Why ScryLab Uses HDF5 Internally – and Only Reads MDF

·
Cover for Why ScryLab Uses HDF5 Internally – and Only Reads MDF

One of the first things I had to settle when developing ScryLab was the question of the internal file format. The decision sounds technical and dry at first, but it has a massive impact on how the application feels in everyday use – when loading large files, when adding signals, when navigating through long measurements.

Here I explain how I arrived at this decision.

The MDF Problem

MDF – more precisely MF4 – is the standard in automotive measurement technology. INCA, CANape, almost all data loggers write it. It therefore seems natural to use it internally as well.

But you run into a fundamental problem pretty quickly.

MF4 is a sequential format. It is designed to be written continuously during a measurement – channel by channel, block by block, from front to back. This works great for data loggers. But for an analysis tool that edits files interactively, it is a serious problem.

For example, if you want to add signals to an existing MF4 file after the fact, you have to rewrite the entire file. And to rewrite it, you first have to load it completely. This might sound like an implementation detail, but it destroys an approach that was very important to me for ScryLab: lazy loading of the signal list.
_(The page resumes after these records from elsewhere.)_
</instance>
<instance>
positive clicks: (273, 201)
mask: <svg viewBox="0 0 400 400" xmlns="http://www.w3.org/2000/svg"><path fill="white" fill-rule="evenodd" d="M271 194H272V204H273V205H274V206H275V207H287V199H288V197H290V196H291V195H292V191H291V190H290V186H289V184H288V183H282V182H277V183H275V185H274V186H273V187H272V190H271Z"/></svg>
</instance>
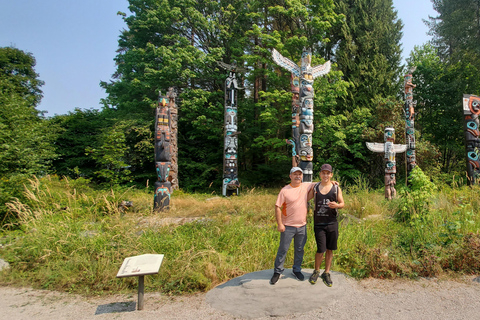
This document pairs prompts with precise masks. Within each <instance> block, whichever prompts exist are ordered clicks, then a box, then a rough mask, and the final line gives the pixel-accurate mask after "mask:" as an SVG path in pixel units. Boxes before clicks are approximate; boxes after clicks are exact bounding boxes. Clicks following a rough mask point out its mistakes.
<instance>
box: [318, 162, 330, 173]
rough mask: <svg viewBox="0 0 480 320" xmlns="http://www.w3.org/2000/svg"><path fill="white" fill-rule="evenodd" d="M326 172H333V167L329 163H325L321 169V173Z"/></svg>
mask: <svg viewBox="0 0 480 320" xmlns="http://www.w3.org/2000/svg"><path fill="white" fill-rule="evenodd" d="M324 170H325V171H330V172H333V169H332V166H331V165H329V164H328V163H325V164H324V165H322V168H321V169H320V171H324Z"/></svg>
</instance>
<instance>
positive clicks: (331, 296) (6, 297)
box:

Lazy loading here means that when a file is opened, only the metadata is read initially – channel names, units, structure. The actual measurement values remain untouched until a signal actually needs to be displayed. If you open a file with 200 channels but only look at three of them, only those three are loaded.

With MDF as the write format, this is not feasible. So I reduced MDF to read-only support – which is perfectly sufficient for compatibility with existing measurement chains – and looked for a better alternative.

Why HDF5

HDF5 is not a specialized measurement format but a general scientific and technical file format. It is used in climate research, particle physics, and machine learning, among other fields. This sounds far removed from vehicle testing and classic engineering work, but it has one decisive advantage: the format is optimized for exactly the operations that are relevant to ScryLab.

HDF5 files consist internally of datasets stored in chunks. This allows random access: I can read a single channel without touching the rest of the file – the foundation for ScryLab loading signals only on demand. Datasets can also be extended after the fact without rewriting the entire file, which makes HDF5 a true write format. The hierarchical structure – data organized like a directory tree – fits well with measurements that have many channels and different sampling rates. The format also supports chunk-level compression; I currently forgo this in favor of maximum I/O speed, but the option remains open.

What This Means for the Application

When you open a file in ScryLab, nothing is preloaded. The signal list appears immediately because only the metadata is read. Only when a signal is dragged into the plot does ScryLab load the actual values for that channel.

The key difference to MDF lies not in reading but in writing: new signals can be appended directly in HDF5. With MDF, every change would mean rewriting the complete file – with everything in it.

Most of the data I see in practice is in MDF format – that remains the reality in the automotive sector. That is why ScryLab can read MF4 and MF3. MDF files remain as read-only sources; anyone who wants to add or edit signals creates a new HDF5 file.

CSV import is also planned, following the same principle.

TIP

Another case that is often missing from format discussions: what if the data is not in a file at all? Anyone working with MATLAB, Python, or another simulation tool often already has the results in memory. Taking the detour through an intermediate file costs time and creates unnecessary overhead. For this case, ScryLab supports programmatic data import – data can be passed directly from the runtime environment without having to persist it first.